My updated work is completely wrong as well and it would only confuse you guys because it’s like 3 pages long. Basically I’m finding it hard to figure out the easiest way to approach it.
 
On my test I'd have to solve it algebraically and show a lot of work. And I can't find the right way to approach it by solving algebraically.
The point is: the graph shows that the equality is not true.
It cannot proven if it is not true.
 
You are trying to solve (not prove) [MATH]\cos(2x)=\cos^2\left(\frac{3x}{2}\right)[/MATH].

I would start with a substitution, u = x/2, and then expand using identities for cos(4u) and cos(3u). Then solve for cos(u).
 
You posted this same question before:

 
Look at post #2
Right! But this is a perfect example why there should be some way to correct a post that is carried through the entire thread.

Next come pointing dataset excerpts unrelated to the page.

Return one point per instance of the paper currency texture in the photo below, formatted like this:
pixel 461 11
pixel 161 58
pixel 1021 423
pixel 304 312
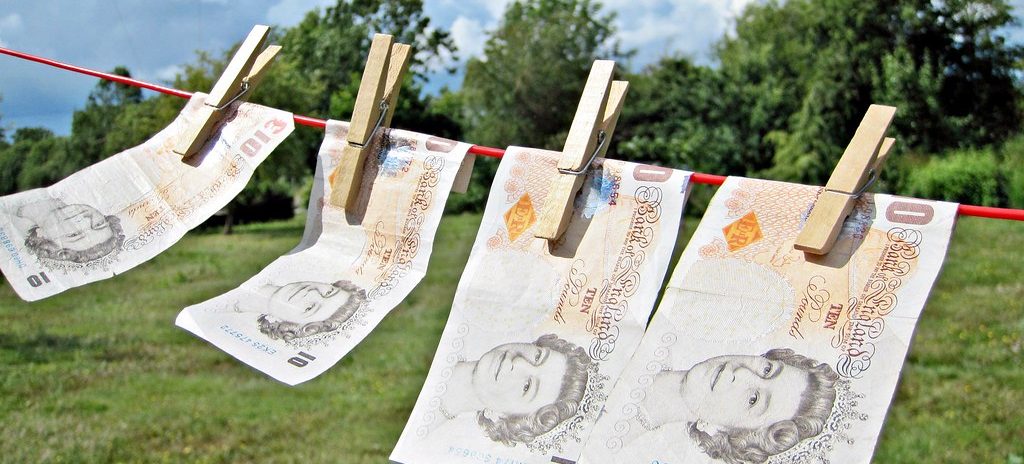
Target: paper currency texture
pixel 126 209
pixel 539 333
pixel 308 308
pixel 761 353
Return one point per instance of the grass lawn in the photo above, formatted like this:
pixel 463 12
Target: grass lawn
pixel 100 374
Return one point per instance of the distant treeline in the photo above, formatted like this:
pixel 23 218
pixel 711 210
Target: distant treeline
pixel 780 99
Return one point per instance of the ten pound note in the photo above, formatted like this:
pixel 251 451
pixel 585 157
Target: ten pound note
pixel 761 353
pixel 126 209
pixel 538 334
pixel 308 308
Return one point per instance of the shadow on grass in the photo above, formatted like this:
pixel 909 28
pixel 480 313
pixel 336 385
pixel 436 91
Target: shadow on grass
pixel 42 347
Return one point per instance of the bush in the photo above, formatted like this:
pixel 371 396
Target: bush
pixel 1013 168
pixel 966 176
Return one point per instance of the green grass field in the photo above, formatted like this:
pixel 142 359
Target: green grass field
pixel 100 374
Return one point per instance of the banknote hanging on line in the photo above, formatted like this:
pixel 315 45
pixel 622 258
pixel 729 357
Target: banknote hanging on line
pixel 761 353
pixel 539 331
pixel 308 308
pixel 122 211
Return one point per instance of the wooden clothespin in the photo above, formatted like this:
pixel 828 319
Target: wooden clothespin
pixel 856 170
pixel 589 137
pixel 375 102
pixel 242 75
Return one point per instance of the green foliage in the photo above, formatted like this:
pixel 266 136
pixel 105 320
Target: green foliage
pixel 98 374
pixel 675 116
pixel 35 158
pixel 331 46
pixel 806 70
pixel 525 88
pixel 964 176
pixel 1012 166
pixel 91 125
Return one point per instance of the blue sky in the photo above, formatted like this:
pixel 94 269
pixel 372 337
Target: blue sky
pixel 154 38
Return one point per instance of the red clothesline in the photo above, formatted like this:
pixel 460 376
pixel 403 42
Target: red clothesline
pixel 713 179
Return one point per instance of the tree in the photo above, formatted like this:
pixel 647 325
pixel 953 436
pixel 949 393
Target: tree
pixel 331 46
pixel 3 134
pixel 805 72
pixel 35 158
pixel 91 125
pixel 525 87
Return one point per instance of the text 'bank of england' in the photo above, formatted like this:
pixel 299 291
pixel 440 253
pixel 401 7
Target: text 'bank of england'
pixel 761 353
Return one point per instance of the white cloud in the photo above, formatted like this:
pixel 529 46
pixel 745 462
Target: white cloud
pixel 495 7
pixel 468 36
pixel 168 73
pixel 290 12
pixel 8 24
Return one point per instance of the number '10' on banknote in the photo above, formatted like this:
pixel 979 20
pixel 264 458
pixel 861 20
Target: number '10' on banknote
pixel 761 353
pixel 126 209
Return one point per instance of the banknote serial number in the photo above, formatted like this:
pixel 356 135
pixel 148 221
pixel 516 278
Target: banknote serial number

In all fairness, you must admit that posts after #2 still assumed 'prove' and not 'solve'.
 
Yea sorry I miss typed the original post and corrected it in a second post but i guess most of you didn't see it, that's my bad. It didn't let me edit what I wrote so I just posted again saying that. Either way like @MarkFL said, I did post this question previously and I was helped with it. I forgot how to do it I guess and forgot i posted about it. (I've been doing tons of different types of math questions these past few weeks and I guess I got lost). My mistake sorry for that.